Ian Schrager had long evolved from his Studio 54 days to one of the country's most credible and creative boutique hoteliers. Nancy J. Friedman worked with Schrager as he built his hotel empire; in 2006, the hospitality guru was ready to reinvent himself once again by changing the face of urban living for people with sophistication and means and called on Nancy J. Friedman to spearhead the campaign.
Two buildings were to be simultaneously re-imagined: at 40 Bond Street, by Swiss-based architects Herzog & de Meuron, and at 50 Gramercy Park North, by London-based contemporary architect John Pawson.
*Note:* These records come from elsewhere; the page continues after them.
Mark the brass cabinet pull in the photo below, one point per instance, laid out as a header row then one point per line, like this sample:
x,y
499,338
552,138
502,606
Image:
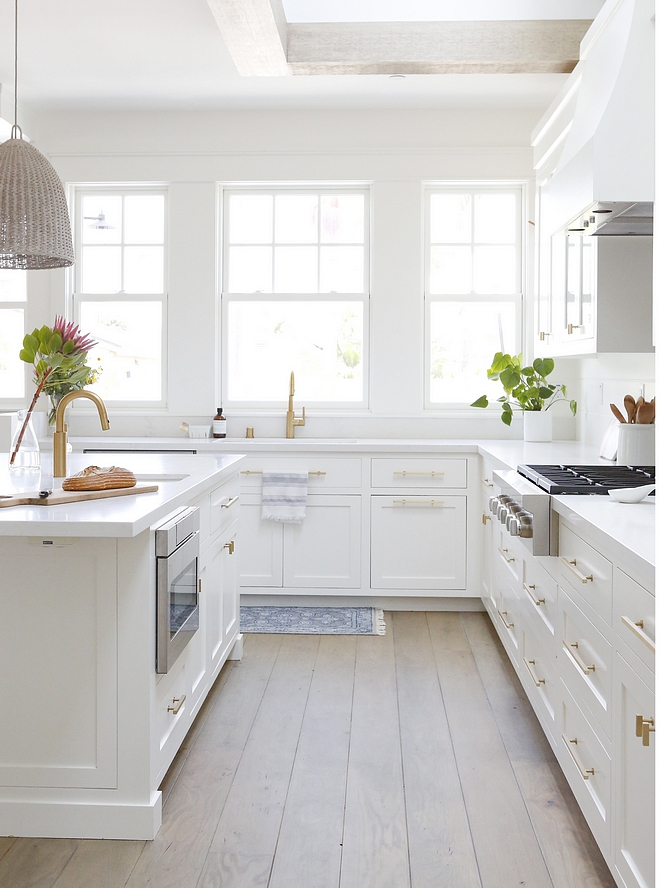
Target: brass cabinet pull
x,y
537,681
637,629
643,728
577,658
537,601
578,764
572,566
178,703
406,472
The agency promoted 40 Bond selectively as a radical redesign of a traditional cast iron building unlike any other in New York. 50 Gramercy Park North, an adjunct to Schrager's redeveloped Gramercy Park Hotel, was positioned as a building that blurred "the distinction between residential and hotel living by taking the best from each to create a new genre..." Numerous key placements were secured both in print and online to generate buzz and sales coverage. Features in The New York Times (House & Home, Real Estate and the Sunday magazine), Avenue Magazine, Departures, New York Living, Hollywood Reporter, Vanity Fair, and Architectural Digest Germany, all contributed to the brisk sales. Blog coverage from Curbed to the Real Deal rounded out the successful campaign.